Hypersensitives tend to prefer the complexity of pinot noir. They perceive flavors and layers others do not. Maybe 25 percent of people are hypersensitive, with women more likely to have the trait. There is, however, a downside. Bitter is bad for them. They often are picky eaters. They may spurn broccoli, Brussels sprouts, turnips, and spinach. They do not enjoy high-fat or high-sugar foods. They tend to add too much salt to food, engendering health issues.
Sensitive tasters may miss the hyper nuances enjoyed by pinot supertasters, but they get a lot of it. Plus, they tend to be less picky eaters and more tolerant of bitter flavors.
Tolerant tasters, likely the largest cohort, can be baffled by the pretentious preening of hypersensitive wine snobs with their preponderance of papillae. Tolerant tasters are fine with whatever is in the glass you poured for them. They don’t really have strong likes or dislikes, but they do tend to prefer red wine and comfort food.
Whichever type of taster you are, the wine you enjoy is good wine for you.
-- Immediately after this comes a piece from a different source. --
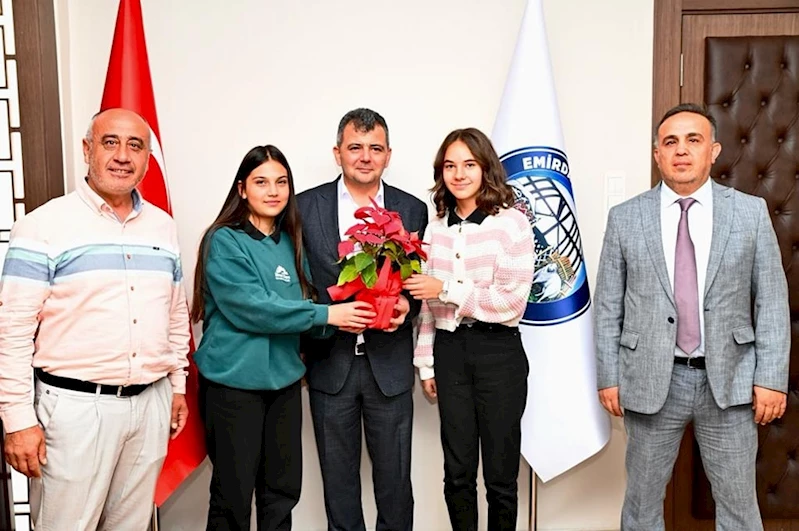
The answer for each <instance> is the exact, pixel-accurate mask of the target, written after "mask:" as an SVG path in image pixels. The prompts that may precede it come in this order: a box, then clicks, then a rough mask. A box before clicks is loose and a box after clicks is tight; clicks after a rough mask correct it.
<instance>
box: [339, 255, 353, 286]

Ignore the bad taste of the pour poser patronizing you.
• Alois Lageder Terra Alpina Pinot Grigio Vigneti Delle Dolomiti IGT 2019: Delightful easy drinker with plenty of refreshing acidity and fruit. $15-17 Link to my review
• Domaine de Cala Coteaux Varois en Provence 2020: Liltingly delightful—more a frivolous fling than a meaningful experience. We can’t be serious all the time. $18-22 Link to my review
• Banshee Mordecai Proprietary Red 2018: Big, ripe red and black fruit coating your palate with parade of rich flavors. $19-25 Link to my review
Last round: Life hack: “On a regular basis, stop and smell the rosés.